Pandemi sürecinin tiyatrolar başta olmak üzere kültür sanat alanına etkileri nasıl değerlendiriyorsunuz, bu konuda neler yapılmalı?
Biz her alanda tiyatroların ihtiyaçlarını ve yaşadıklarını göz önünde bulundurarak maksimum taleplerde bulunuyor, var olan denklemler içinde çözüm arayışları öneriyoruz. Devlet, belediyeler, özel sektör yani bu üç ana alanda taleplerimizi ifade ediyoruz sürekli. Ayrıca destek kampanyalarına paydaş olarak ya da aktif olarak dahil oluyoruz.
Öncelikle piyasa ekonomisine mahkum edilen özel tiyatroların salgın dolayısıyla bu prangaları çok net bir şekilde önümüze çıktı. Bu bağımlılıktan sıyrılması şart tiyatroların. Bu da devlet desteği ve düzenlemesi olmadan mümkün değil. Düzenleme derken vergi indirimi, hukuksal statü, ekonomik sürdürülebilirlik gibi elzem konulardan bahsediyorum. Bunun dışında yerel yönetimlerin de aktif olarak daha etkinleşmesi lazım. Seyircinin ve özel sektörün tiyatrolara sahip çıkması şart. Devlet ve Şehir Tiyatrolarından sonra üçüncü büyük halka olan Özel Tiyatroların ayakta kalabilmesi için el birliğiyle çalışmak gerekiyor.
Süreçteki sanat alanındaki destek kampanyaları sizce yeterli mi?
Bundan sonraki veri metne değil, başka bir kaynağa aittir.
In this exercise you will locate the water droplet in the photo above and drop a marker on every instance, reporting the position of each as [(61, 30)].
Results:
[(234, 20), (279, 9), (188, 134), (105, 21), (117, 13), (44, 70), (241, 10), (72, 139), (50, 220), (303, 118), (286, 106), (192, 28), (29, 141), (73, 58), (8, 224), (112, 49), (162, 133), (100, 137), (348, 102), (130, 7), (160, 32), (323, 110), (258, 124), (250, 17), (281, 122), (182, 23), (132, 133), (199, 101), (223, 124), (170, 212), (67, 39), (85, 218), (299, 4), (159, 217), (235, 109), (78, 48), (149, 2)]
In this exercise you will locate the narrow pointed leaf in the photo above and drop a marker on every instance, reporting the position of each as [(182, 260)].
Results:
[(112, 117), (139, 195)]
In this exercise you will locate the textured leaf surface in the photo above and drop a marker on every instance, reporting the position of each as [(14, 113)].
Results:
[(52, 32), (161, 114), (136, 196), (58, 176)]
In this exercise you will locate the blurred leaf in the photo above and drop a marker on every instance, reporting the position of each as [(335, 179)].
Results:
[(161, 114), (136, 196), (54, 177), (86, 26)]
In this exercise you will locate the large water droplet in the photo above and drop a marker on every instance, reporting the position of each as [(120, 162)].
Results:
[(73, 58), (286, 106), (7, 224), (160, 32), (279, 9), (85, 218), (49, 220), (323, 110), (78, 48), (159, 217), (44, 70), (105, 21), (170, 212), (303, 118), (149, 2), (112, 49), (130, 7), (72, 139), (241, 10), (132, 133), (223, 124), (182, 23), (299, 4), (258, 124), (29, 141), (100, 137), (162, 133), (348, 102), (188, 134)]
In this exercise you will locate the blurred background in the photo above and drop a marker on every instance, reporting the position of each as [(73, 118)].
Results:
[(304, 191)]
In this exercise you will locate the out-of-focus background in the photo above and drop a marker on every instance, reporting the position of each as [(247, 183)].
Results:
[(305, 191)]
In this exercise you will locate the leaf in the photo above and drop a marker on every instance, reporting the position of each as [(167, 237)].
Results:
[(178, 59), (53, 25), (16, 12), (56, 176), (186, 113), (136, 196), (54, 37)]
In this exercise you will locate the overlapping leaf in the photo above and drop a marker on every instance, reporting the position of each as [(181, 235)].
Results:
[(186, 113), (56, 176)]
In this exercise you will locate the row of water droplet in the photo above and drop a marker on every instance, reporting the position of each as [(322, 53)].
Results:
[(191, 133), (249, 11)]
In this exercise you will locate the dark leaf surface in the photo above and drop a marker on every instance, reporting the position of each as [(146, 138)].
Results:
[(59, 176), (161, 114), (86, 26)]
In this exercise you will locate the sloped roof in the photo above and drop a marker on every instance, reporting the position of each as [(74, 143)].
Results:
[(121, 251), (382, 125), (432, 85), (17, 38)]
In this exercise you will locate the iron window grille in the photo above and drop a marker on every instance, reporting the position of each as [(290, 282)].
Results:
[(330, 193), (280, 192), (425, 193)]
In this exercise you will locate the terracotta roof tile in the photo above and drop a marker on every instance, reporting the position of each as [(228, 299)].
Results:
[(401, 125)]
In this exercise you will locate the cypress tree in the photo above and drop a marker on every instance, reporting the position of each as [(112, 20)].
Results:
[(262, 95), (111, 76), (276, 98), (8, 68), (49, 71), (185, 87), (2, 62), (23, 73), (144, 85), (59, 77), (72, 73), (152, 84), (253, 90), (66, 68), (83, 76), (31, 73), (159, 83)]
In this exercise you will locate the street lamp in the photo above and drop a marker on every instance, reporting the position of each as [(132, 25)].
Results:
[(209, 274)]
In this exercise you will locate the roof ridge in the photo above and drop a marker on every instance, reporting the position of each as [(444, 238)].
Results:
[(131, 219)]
Maalesef yeterli değil. Kısa dönem çözümler ufak çizikleri kapatmaya yarıyor sadece. Önümüzdeki süreç uzayacak ve süreç uzarken tiyatroların sorunları da maalesef daha kronikleşecek. Aslında İngiltere ya da Almanya gibi devletin büyük yardımlar yaparak ayakta tuttuğu tiyatrolar bile büyük sorun yaşayacaklar. Ama tabii moral olarak böyle dengelerin çok önemli var. Finansal desteğin yanı sıra değer konusu çok önemli özellikle bu dönemde.
Tiyatroda uzun zamandır dijital gelişmeleri kullanan bir yönetmensiniz. Pandemi sürecinin arttırdığı dijital hayat sanat alanını da dönüştürür mü teknik ve içerik açısından?
Kesinlikle değişeceğini düşünüyorum. Süreç bizi evriltecek, hem dijital anlamda hem de yeni formları araştırmak anlamında.